I added some SSE assisted hashes and fast intel/arm CRC32-C and AES HW variants, but not the fastest crcutil yet. See our crcutil results. See also the old https://code.google.com/p/smhasher/w/list.

So the fastest hash functions on x86_64 without quality problems are:

  • falkhash (macho64 and elf64 nasm only, with HW AES extension)
  • t1ha + mum (machine specific, mum: different arch results)
  • FarmHash (not portable, too machine specific: 64 vs 32bit, old gcc, ...)
  • Metro (but not 64crc yet, WIP)
  • Spooky32
  • xxHash64
  • fasthash
  • City (deprecated)

Hash functions for symbol tables or hash tables typically use 32 bit hashes, for databases, file systems and file checksums typically 64 or 128bit, for crypto now starting with 256 bit.
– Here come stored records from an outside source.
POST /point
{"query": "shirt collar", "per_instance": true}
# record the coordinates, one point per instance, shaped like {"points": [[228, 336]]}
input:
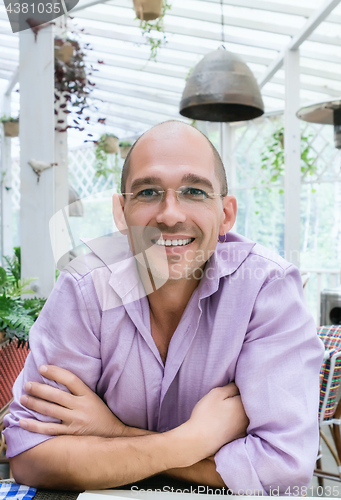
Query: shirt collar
{"points": [[115, 253], [225, 260]]}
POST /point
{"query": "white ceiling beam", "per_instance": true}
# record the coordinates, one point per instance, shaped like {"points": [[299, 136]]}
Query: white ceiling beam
{"points": [[126, 78], [99, 50], [141, 40], [113, 109], [136, 65], [177, 30], [310, 26], [5, 75], [85, 5], [13, 81], [150, 107], [142, 54], [308, 86], [240, 22], [216, 36], [269, 6], [138, 93], [282, 8]]}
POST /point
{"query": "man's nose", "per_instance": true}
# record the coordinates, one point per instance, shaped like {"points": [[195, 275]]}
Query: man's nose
{"points": [[170, 212]]}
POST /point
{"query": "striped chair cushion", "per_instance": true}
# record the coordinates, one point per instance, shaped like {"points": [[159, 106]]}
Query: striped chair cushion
{"points": [[331, 337]]}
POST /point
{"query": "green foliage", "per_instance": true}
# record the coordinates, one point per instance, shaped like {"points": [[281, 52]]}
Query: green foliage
{"points": [[273, 158], [17, 315], [7, 118], [156, 25]]}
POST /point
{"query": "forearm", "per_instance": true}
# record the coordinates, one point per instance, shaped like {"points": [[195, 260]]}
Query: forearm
{"points": [[89, 462], [203, 472]]}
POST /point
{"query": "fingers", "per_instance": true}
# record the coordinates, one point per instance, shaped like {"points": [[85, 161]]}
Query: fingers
{"points": [[62, 376], [48, 393], [46, 428], [228, 391], [44, 407]]}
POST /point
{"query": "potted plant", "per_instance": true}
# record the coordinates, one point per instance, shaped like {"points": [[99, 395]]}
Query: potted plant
{"points": [[147, 10], [11, 126], [63, 50], [17, 316], [151, 14], [124, 148], [71, 83], [107, 144]]}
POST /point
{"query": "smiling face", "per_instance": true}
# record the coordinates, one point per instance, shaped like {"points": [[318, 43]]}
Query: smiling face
{"points": [[166, 158]]}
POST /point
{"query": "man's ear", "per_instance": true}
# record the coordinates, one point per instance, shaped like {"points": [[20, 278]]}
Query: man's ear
{"points": [[118, 213], [230, 214]]}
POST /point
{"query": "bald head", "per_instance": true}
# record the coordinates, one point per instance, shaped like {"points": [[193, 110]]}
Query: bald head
{"points": [[168, 132]]}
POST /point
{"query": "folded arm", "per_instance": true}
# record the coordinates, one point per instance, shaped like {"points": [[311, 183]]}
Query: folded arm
{"points": [[94, 449]]}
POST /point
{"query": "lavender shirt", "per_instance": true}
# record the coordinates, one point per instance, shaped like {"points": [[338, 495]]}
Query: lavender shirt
{"points": [[246, 322]]}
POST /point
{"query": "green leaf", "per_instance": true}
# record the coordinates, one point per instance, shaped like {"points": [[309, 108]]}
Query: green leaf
{"points": [[3, 276]]}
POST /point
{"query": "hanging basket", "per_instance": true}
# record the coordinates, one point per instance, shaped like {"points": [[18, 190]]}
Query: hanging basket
{"points": [[111, 144], [11, 128], [124, 150], [64, 52], [147, 10]]}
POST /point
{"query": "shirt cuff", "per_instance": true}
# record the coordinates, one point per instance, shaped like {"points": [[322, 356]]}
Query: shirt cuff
{"points": [[236, 470], [19, 440]]}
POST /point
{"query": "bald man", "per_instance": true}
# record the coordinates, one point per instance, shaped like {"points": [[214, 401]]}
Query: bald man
{"points": [[193, 356]]}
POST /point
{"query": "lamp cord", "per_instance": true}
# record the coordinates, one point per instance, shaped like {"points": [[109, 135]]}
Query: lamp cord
{"points": [[222, 22]]}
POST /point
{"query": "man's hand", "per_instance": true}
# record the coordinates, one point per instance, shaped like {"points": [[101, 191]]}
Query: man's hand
{"points": [[81, 413], [218, 418]]}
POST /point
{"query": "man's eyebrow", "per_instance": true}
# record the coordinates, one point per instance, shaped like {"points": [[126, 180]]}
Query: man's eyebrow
{"points": [[145, 180], [188, 178], [196, 179]]}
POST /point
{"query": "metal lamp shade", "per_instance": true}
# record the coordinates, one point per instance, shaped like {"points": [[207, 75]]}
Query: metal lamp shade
{"points": [[221, 88], [325, 113]]}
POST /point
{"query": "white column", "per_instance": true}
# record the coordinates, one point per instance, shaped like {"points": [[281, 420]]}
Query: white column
{"points": [[6, 187], [59, 224], [37, 142], [228, 156], [292, 150]]}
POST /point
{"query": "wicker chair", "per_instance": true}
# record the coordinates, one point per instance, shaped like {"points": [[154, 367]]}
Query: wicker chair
{"points": [[12, 360], [330, 402]]}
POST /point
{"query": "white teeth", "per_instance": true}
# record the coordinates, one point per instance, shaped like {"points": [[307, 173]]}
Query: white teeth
{"points": [[173, 243]]}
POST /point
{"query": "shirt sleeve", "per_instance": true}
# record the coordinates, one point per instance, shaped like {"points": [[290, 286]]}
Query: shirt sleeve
{"points": [[66, 334], [277, 375]]}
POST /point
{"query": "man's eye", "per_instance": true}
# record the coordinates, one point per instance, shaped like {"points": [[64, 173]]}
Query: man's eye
{"points": [[147, 193], [195, 193]]}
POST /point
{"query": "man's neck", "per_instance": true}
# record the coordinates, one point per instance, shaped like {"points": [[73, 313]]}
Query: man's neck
{"points": [[170, 300]]}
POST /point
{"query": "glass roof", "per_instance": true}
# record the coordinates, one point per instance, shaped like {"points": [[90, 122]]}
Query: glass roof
{"points": [[133, 92]]}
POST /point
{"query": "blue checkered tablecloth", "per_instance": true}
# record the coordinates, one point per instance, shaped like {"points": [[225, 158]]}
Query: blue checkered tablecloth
{"points": [[16, 491]]}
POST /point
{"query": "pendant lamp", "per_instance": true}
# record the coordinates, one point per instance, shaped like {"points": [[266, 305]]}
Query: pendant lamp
{"points": [[221, 88], [325, 113]]}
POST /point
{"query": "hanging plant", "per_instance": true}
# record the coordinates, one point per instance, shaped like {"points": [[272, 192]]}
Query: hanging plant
{"points": [[147, 26], [107, 144], [11, 126], [124, 148], [71, 83], [273, 158], [147, 10]]}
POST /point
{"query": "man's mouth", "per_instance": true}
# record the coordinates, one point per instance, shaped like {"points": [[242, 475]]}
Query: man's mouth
{"points": [[173, 243]]}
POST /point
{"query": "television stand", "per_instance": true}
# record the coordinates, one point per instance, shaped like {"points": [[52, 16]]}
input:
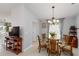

Typical median key size in perl5 is 20, the most common 4. See github.com/rurban/perl-hash-stats

When used in a hash table the instruction cache will usually beat the CPU and throughput measured here. In my tests the smallest FNV1A beats the fastest crc32_hw1 with Perl 5 hash tables. Even if those worse hash functions will lead to more collisions, the overall speed advantage beats the slightly worse quality. See e.g. A Seven-Dimensional Analysis of Hashing Methods and its Implications on Query Processing for a concise overview of the best hash table strategies, confirming that the simpliest Mult hashing (bernstein, FNV*, x17, sdbm) always beat "better" hash functions (Tabulation, Murmur, Farm, ...) when used in a hash table.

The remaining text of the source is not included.